According to an article published on Bloomberg News people who are moonlighting with second jobs to qualify for mortgage loans are being adversely impacted by the Ability to Repay ("ATR") rule adopted by the Consumer Finance Protection Bureau ("CFPB"). The ATR rule became effective this past January and requires lenders to closely scrutinize a person's ability to repay a mortgage loan for which they apply. The ATR rule allows a lender to consider income from a second, part time job if the intended borrower has been at that job for at least two years or for a period less than two years if there is a reasonable explanation. The ATR rule also allows several second jobs to be strung together to get to the two year requirement if the string of second jobs held by the intended borrower are within the same industry.
It is reported that lenders are interpreting the ATR rule rather strictly and narrowly as the rule has not been in existence very long and lenders are concerned about the enforcement of the rule. Potential penalties against lenders for violating the rule are uncertain and are feared to be severe. This is an explanation offered by the Senior Vice President of the Mortgage Bankers Association, Peter Mills.

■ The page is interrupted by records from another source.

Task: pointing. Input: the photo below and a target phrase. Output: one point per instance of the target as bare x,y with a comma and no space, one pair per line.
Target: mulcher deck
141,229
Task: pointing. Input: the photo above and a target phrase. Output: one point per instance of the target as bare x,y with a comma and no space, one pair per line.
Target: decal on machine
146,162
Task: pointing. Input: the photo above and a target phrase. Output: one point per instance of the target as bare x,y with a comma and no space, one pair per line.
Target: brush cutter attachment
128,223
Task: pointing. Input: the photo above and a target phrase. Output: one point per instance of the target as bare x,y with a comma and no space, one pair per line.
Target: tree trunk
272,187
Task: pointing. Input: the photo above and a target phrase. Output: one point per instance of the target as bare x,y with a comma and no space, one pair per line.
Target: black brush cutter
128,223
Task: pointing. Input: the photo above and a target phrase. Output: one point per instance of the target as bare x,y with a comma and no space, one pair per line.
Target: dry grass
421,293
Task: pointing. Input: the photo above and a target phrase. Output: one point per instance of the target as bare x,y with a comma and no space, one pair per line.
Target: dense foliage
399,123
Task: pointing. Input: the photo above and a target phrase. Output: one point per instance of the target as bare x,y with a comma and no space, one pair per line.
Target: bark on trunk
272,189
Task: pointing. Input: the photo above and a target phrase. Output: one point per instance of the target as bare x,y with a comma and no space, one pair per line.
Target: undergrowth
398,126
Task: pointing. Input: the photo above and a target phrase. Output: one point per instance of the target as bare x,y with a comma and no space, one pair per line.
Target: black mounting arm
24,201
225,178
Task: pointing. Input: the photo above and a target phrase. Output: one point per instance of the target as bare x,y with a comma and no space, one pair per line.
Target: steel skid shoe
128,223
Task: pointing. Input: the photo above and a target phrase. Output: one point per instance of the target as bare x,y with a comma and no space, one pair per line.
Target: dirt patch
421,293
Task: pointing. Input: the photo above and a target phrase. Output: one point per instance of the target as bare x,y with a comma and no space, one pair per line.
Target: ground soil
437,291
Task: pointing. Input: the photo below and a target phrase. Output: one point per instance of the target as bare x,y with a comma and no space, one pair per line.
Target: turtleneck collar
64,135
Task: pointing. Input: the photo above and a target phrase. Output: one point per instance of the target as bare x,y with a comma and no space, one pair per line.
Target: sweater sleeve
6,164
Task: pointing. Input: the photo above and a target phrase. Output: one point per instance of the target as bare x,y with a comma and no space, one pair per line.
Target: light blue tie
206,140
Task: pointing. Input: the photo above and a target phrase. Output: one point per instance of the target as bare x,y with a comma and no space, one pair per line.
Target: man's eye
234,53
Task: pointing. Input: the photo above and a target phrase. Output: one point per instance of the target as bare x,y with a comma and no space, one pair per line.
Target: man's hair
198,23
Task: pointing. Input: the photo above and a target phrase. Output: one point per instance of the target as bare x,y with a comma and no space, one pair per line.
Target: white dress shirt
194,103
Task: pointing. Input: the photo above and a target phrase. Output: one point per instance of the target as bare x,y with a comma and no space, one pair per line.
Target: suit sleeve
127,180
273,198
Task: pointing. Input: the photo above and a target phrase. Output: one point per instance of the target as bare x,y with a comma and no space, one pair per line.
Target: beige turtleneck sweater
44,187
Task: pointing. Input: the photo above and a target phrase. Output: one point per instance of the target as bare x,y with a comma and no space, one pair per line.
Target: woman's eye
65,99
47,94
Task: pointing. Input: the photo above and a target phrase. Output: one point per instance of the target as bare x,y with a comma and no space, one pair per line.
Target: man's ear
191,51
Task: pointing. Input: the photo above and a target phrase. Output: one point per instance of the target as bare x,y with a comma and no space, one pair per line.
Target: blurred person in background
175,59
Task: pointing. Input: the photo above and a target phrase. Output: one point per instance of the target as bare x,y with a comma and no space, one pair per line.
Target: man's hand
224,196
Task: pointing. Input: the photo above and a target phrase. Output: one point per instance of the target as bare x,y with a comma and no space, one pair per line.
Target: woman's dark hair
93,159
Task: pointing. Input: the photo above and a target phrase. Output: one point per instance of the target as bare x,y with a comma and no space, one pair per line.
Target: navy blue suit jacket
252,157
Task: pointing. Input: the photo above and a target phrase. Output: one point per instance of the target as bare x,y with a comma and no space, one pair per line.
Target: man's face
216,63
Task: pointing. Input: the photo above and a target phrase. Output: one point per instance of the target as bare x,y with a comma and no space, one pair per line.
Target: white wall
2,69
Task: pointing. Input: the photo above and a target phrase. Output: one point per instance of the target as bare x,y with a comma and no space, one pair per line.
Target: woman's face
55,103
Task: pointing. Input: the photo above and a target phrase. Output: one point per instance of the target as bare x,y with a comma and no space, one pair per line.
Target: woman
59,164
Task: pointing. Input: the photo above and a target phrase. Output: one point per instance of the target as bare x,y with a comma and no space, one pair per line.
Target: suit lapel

People who rely on the income from their second jobs to qualify for a mortgage loan are losing the benefit of that income if they have not had the job or second jobs in the same industry for at least two years. This problem is further complicated by the fact that their employers are hesitant to sign any kind of statement that indicates that there is any expectation that the employment will continue. According to Keith Binsfield, a loan officer at Huntingdon Valley Bank in Warminister, PA, “Second jobs, by their nature, aren’t long-term engagements. The guy who owns the gas station where you’re moonlighting may not know how many people he’s going to need next month.” According to Binsfield, income from second jobs could be established by showing bank statements with steady deposits for a period of one year before the ATR rule was enacted.
Another complicating factor is that wages are shrinking rather than growing. The article in Bloomberg cited figures indicating that the U.S. median income was $53,940 in June of this year, which is 7% below the median income in January 2008 when adjusted for inflation.Low3er wages are affecting first time home buyers who only accounted for 28% of buyers this year as opposed to comprising an annual average 41% of buyers over the past ten years. According to the National Association of Realtors, sales of existing homes in 2014 will most likely declined by approximately 3%.
Potential home buyers are facing an uphill battle. The clash of regulations imposed on the lending industry and generally poor or negative wage growth could slow the housing recovery. People are going to need to work harder and longer to realize the American dream.